It’s not just those outside of the church who have a hard time seeing the value of going to church either. What it means to be a “regular church attender” has changed for self-identified Christians.

Regular attenders used to be people who went to church three or more weekends each month—or even several times a week. Now people who show up once every four to six weeks consider themselves regular churchgoers. Many pastors and church leaders are accounting for sporadic attendance in their ministry planning.

The Barna Group went on to discover that those who are going to church in order to “get closer to God” are finding themselves unfulfilled. This may be a factor in why so many have stopped attending as frequently as they once did, or even altogether. “Adults are aware of their very real spiritual needs, yet they are increasingly dissatisfied with the church’s attempt to meet those spiritual needs and are turning elsewhere.”

What’s the problem?

In trying to appeal to the culture that’s slipping through their pews, many churches have made themselves useless to the people they wish to pursue. What they offer the world is not irreplaceable. It can be found in coffee shops, “conversations”, and concerts (often the coffee and the music outside the church are better anyway!). The people who leave church, or only go sporadically, are not convinced that they need what happens in the church when we gather together. This is because, in the words of Alexander Schmemann, “In church today, we so often find we meet only the same old world, not Christ and His Kingdom.  We do not realize that we never get anywhere because we never leave any place behind us.” (For the Life of the World, 28). We have so domesticated worship that people can get it on their couches at home.

We need to recover a sense of the heavenliness of worship. According to the Bible, when we gather together for corporate worship, we gather to “taste the heavenly gift”. The supernatural powers of the age to come (the heavenly state) are breaking into this present age and making us partakers of God Himself (Hebrews 6:4). We are coming to “the heavenly Jerusalem, and to myriads of angels, to the general assembly and the church of the firstborn who are enrolled in heaven, and to God, the judge of all, and to the spirits of the righteous made perfect, and to Jesus, the mediator of a new covenant, and to the sprinkled blood, which speaks better than the blood of Abel.” (Hebrews 12:22-24). The church is the place of heavenly communion with the Body and Blood of Christ (1 Corinthians 10:16), and Christ Himself is in our midst every time we gather! (Revelation 2:1).

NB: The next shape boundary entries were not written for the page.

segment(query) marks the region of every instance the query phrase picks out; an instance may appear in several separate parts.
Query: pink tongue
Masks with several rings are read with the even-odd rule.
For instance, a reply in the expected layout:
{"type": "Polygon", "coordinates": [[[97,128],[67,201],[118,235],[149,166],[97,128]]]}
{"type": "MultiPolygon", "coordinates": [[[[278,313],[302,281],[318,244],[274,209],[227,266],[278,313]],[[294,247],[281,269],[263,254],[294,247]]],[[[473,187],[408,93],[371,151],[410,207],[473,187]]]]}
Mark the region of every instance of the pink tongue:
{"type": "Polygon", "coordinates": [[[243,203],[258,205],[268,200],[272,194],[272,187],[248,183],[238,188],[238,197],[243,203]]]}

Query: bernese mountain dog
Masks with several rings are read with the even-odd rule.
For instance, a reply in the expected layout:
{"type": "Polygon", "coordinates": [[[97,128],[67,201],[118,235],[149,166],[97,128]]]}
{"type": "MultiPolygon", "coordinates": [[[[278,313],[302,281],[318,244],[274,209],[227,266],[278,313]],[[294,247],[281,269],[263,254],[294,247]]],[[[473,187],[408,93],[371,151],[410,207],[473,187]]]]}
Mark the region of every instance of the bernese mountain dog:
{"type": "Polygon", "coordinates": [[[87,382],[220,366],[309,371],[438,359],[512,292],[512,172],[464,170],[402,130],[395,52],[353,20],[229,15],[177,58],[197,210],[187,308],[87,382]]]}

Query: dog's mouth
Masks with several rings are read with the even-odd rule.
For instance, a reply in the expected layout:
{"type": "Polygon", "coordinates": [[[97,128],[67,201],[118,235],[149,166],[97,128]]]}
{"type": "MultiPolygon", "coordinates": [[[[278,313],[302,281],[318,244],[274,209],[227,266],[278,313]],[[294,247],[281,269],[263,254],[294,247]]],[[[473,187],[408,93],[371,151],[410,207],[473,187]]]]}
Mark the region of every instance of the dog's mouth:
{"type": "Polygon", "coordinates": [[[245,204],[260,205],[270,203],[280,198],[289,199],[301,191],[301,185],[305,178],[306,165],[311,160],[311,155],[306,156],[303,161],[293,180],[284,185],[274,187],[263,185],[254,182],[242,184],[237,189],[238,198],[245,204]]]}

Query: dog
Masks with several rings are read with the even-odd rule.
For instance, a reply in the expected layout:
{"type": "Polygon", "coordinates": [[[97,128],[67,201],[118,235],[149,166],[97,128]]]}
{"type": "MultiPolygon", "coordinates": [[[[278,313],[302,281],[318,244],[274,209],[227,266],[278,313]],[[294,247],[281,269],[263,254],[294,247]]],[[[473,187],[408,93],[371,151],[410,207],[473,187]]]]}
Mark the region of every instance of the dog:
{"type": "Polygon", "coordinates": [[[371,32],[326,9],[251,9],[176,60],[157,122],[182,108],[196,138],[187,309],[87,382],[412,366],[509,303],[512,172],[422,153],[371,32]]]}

The question of whether or not one should go to church is eclipsed by the absurdity of not going. If the church is where Jesus promises to be, and to meet with His people, if it’s the place where our hearts are lifted up to heaven to commune with Jesus, then where on earth would we rather be? If we can once again begin to believe what the Bible says about worship, we will see that there is nothing more divine, more exciting, or more necessary for us as Christians.  Divine because through it we are being transformed, exciting because heaven is breaking in on us, and necessary because we cannot get Christ’s Body and Blood at home, or in a coffee shop.